Hai, Smart Ladies!
Ada satu tanggal istimewa pada bulan Desember, yaitu tanggal 22. Pada tanggal itu, kita seketika teringat sosok ibu yang luar biasa. Ibu is never ending story. Sosoknya tidak akan cukup dikisahkan selama berhari-hari, dalam berlembar-lembar kertas dan bertumpuk buku. Pada tanggal itu, ucapan “Selamat Hari Ibu” mengalir semarak di seluruh penjuru negeri melalui berbagai media.
Ladies, ternyata ada beberapa fakta di balik sejarah penetapan tanggal 22 Desember sebagai Hari Ibu. Mau tahu? Kita simak, yuk!
-
Tanggal 22 Desember adalah Hari Diadakannya Kongres Perempuan I
Perempuan Indonesia menggelar kongres untuk pertama kalinya di Dalem Jayapuran milik Tumenggung Jayadipuro, Yogyakarta. Dalem Jayapuran terpilih karena dianggap paling aman dari serangan Belanda. Tempat tersebut sekarang menjadi Balai Pelestarian Nilai Budaya (BPNB) Yogyakarta.
Peristiwa ini kita kenang sebagai awal mula perjuangan kaum perempuan di Indonesia. Ada sekitar 30 organisasi wanita dari 12 kota di Jawa dan Sumatera yang hadir dalam kongres ini. Mereka memiliki berbagai macam latar belakang suku, agama, pekerjaan, dan usia. Mereka berkumpul, bersatu, dan berjuang demi kemerdekaan serta perbaikan nasib kaum perempuan. Kemudian, dalam kongres ke-25 pada tanggal 22 Desember 1953, Presiden Soekarno menetapkan tanggal 22 Desember sebagai Hari Ibu melalui Dekrit Presiden RI Nomor 316 Tahun 1953.
-
Pidato Djami yang Berjudul “Iboe”
Dalam kongres tanggal 22 Desember 1928, Djami selaku wakil dari organisasi Darmo Laksmi menceritakan kisah masa kecilnya yang dipandang rendah karena menjadi seorang perempuan.

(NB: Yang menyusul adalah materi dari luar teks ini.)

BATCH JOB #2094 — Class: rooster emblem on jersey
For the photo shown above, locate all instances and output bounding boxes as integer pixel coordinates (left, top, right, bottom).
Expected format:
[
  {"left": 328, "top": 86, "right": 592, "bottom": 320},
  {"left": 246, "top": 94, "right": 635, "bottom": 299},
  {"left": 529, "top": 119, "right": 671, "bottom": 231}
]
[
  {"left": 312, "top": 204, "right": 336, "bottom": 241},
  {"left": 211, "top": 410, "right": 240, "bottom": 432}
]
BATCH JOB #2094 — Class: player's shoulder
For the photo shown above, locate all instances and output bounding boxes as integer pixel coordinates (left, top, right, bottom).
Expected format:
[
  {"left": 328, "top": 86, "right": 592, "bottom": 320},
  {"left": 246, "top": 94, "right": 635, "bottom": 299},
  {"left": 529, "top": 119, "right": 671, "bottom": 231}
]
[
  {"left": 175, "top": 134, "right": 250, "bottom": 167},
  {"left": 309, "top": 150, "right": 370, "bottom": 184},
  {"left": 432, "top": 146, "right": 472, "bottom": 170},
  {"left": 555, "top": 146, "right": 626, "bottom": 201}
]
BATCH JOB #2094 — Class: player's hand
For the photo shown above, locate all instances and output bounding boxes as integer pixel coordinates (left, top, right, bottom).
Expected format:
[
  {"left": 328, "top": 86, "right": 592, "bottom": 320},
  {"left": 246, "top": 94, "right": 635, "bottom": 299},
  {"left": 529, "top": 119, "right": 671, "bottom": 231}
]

Hanya anak laki-laki yang boleh bersekolah, sementara anak perempuan hanya boleh berurusan dalam masalah rumah tangga. Pandangan yang sempit itu mengakar dengan sangat kuat. Pendidikan bagi kaum perempuan dianggap tidak penting karena mereka akhirnya akan kembali ke urusan dapur, sumur, dan kasur.
Djami mempunyai pendapat lain mengenai hal itu. Dia mengatakan, “Tak seorang akan termasyhur kepandaian dan pengetahuannya yang ibunya atau perempuannya bukan seorang perempuan yang tinggi juga pengetahuan dan budinya.” Artinya, seorang anak tidak akan berhasil jika ibunya tidak memiliki pengetahuan dan budi yang baik.
Djami juga mengatakan, “Selama anak ada terkandung oleh ibunya, itulah waktu yang seberat-beratnya karena itulah pendidikan ibu yang mula-mula sekali kepada anaknya.”
Pidato Djami ini sangat luar biasa. Melalui pidatonya, dia berani menyampaikan sikap dan pendapatnya dengan tegas bahwa pendidikan bagi kaum perempuan adalah mutlak seperti halnya pendidikan untuk kaum laki-laki.
-
Protes Warga Negara Indonesia terkait Hari Kartini
Saat itu, banyak warga negara Indonesia yang menganggap perjuangan R.A. Kartini hanya untuk daerah Jepara dan Rembang dan sangat memihak kepada Pemerintah Belanda. Mereka memprotes kebijakan Presiden Soekarno yang menetapkan Hari Kartini sebagai bentuk penghargaan kepada aktivis yang memperjuangkan emansipasi wanita. Demi menerima aspirasi rakyatnya, Presiden Soekarno pun menetapkan Hari Ibu untuk mengenang jasa para pahlawan perempuan lainnya.
Seiring dengan berjalannya waktu, makna Hari Ibu makin luas. Hari Ibu menjadi momen pemberian penghargaan atas jasa para ibu di seluruh penjuru Nusantara. Ungkapan sayang dan pemberian hadiah khusus untuk para ibu bertebaran pada setiap tanggal 22 Desember. Ada juga yang memperingati Hari Ibu dengan memanjakan ibunya dengan melarang ibu melakukan pekerjaan rumah tangga. Para ayah dan anaklah yang mengerjakannya.
Ibu, kami sayang dan hormat kepadamu. We love you, Ibu.